Fin de Curso



-“Vengo de hablá con la profesora de mi Jenny, y me he quedao muerta, escucha, muerta; po no me dice la gachí que tengo que buscar un sombrero cordobés rojo y una guitarra flamenca pa la fiesta del viernes”

-“Cállate, que lo mío es peor que lo tuyo, porque ¿adónde encuentro yo ahora unos leotardos grises y cómo le hago al niño una orejas de gato con la cabeza que tiene mi Manué?”

-”Ustedes no sabéis lo que estáis diciendo, por mi mare de mi arma que no lo sabéis, porque ya no sé por dónde buscar unas zapatillas cangrejeras blancas con una listita celeste pa que la niña baile la canción esa del Jorgi Dan; las cosas de los maestros, que estarán aburridos y no tienen otra cosa que hacer”
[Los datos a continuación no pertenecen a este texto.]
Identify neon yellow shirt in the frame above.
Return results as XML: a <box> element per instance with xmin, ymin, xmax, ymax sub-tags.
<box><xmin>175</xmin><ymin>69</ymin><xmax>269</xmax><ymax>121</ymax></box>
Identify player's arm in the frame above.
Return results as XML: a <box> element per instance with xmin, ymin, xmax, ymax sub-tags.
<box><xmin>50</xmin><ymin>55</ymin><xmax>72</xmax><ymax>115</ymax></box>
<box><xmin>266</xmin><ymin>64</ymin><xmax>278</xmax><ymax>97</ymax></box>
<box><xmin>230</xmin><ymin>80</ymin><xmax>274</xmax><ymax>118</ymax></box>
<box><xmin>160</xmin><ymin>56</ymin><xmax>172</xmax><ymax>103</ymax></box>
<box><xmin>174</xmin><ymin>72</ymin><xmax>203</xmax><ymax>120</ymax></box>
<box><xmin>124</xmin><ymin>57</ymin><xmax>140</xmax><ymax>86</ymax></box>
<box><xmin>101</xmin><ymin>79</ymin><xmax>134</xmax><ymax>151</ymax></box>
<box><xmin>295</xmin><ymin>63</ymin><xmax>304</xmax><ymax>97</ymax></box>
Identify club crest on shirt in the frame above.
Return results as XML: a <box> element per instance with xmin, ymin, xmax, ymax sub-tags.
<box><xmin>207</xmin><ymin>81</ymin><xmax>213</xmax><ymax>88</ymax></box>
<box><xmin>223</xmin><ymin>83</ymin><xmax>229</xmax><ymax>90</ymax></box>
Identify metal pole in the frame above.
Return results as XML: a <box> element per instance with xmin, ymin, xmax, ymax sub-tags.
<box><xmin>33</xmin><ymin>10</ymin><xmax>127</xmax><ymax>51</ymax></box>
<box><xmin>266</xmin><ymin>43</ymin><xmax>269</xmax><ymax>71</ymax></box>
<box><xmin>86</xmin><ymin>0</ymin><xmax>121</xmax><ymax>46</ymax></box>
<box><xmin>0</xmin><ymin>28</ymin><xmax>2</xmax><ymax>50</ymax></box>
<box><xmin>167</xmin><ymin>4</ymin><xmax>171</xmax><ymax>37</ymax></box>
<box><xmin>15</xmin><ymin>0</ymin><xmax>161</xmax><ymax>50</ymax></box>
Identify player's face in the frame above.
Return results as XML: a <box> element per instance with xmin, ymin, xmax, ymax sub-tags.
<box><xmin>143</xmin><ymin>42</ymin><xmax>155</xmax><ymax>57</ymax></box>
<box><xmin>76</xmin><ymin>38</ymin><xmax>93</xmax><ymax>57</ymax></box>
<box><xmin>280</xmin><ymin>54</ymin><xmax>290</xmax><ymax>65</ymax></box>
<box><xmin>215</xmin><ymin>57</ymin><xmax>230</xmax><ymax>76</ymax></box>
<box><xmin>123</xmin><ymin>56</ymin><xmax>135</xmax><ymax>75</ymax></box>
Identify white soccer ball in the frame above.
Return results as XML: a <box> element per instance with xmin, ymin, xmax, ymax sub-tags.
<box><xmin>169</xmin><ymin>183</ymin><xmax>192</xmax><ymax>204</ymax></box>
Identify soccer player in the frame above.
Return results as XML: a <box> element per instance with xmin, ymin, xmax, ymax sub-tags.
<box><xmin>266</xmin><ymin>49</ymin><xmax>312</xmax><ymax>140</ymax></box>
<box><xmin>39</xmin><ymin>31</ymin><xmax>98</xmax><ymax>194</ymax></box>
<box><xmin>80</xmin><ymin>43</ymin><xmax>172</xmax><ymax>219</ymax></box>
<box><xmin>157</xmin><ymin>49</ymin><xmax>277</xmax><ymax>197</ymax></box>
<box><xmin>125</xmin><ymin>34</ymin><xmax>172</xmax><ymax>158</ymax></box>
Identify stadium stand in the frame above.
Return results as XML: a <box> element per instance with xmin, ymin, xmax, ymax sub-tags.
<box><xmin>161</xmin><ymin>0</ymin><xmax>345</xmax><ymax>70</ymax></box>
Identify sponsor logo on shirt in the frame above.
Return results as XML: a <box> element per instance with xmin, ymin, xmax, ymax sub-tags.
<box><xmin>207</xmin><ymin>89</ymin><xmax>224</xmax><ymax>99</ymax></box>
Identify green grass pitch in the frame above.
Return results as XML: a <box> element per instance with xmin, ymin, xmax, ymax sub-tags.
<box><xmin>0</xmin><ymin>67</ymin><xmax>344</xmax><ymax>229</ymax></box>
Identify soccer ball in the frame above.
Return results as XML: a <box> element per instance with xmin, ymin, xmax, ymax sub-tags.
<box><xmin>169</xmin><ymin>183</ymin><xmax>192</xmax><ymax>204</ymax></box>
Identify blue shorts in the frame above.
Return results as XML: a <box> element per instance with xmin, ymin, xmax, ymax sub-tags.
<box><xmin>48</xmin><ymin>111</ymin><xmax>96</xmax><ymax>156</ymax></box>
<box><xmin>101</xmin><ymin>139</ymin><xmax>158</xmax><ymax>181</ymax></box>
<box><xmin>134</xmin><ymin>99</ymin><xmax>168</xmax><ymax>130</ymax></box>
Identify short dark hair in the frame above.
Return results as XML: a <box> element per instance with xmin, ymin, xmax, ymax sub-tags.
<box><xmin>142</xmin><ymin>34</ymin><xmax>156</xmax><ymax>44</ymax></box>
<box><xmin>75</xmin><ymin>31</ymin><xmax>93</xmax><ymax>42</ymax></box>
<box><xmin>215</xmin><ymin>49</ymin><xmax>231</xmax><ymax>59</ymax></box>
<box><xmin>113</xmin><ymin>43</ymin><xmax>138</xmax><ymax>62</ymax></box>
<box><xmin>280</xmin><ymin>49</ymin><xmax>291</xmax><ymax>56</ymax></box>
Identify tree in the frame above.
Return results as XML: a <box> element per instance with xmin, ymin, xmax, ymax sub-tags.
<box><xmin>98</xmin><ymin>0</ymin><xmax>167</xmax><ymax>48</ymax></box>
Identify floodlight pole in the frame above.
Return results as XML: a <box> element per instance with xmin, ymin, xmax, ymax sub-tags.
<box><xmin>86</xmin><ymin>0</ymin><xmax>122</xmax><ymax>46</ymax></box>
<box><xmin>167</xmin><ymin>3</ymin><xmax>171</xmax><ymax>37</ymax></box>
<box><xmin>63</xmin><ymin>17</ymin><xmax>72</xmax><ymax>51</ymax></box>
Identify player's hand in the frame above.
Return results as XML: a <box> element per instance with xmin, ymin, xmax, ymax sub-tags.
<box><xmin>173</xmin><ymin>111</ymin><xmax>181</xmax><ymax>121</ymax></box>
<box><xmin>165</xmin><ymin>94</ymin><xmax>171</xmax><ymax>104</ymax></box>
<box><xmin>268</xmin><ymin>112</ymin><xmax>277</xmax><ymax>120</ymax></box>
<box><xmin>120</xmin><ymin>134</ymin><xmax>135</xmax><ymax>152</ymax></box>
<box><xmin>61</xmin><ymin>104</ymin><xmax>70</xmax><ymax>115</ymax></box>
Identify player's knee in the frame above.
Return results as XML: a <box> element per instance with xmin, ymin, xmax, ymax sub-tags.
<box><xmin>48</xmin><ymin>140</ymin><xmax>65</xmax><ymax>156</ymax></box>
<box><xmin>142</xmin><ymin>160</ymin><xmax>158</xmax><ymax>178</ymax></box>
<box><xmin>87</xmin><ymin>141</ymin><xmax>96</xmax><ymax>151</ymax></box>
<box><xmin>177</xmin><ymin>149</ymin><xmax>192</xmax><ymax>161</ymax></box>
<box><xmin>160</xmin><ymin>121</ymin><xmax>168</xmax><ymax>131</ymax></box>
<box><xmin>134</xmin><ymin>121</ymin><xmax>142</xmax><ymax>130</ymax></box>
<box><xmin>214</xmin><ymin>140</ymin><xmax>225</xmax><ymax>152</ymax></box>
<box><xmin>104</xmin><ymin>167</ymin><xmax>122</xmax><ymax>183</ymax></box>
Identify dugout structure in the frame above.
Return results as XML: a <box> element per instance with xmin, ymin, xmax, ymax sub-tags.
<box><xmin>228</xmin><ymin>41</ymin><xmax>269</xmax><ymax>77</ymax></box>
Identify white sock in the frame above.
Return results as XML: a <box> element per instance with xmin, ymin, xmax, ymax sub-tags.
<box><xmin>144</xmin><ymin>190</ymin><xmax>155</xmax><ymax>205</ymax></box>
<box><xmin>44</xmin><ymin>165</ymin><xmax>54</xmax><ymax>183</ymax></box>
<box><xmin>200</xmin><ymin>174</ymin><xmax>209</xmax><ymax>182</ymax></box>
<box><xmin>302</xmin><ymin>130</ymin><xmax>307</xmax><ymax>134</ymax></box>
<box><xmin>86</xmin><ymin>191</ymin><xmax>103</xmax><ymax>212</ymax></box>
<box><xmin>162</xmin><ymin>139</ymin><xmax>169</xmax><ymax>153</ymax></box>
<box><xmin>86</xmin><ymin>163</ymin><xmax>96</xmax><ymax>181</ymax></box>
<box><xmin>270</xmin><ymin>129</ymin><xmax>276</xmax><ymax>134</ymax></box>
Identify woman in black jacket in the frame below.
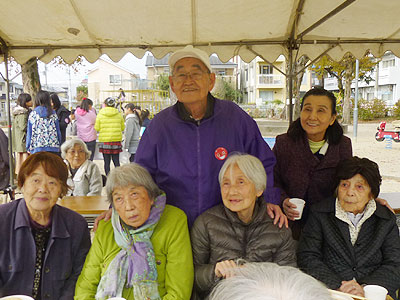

             Aunque les pueda parecer algo exagerado el dialogo que mantienen estas tres madres, este tipo de conversaciones son más que habituales en estos últimos días del curso.

Se tropiezan entre ellas buscando como locas - por el centro, y de chino en chino-, disfraces de indios, espadas de mosqueteros, toallas a juegos,… todo para un baile que no durará más de cinco minutos.    

Y lo cierto es que estas pobres madres llevan razón porque, llegados a estas fechas, con las calores y con las notas a punto de ser descubiertas, los profesores y profesoras sacan del cajón de su mesa el manual del aburrimiento, y en la página 21 encuentran el epígrafe que dice: cómo montar un baile para la fiesta de fin de curso desesperando a las madres en el intento.

Nadie cae en la cuenta de lo que supone arañar horas al temario para los ensayos, de diseñar un disfraz vistoso, de esbozar una coreografía digna, de hacer que todos los niños se sientan importantes - aunque sólo sean cinco minutos-,…

Ainssssss… ¿qué haríamos sin esa fiesta de fin de curso?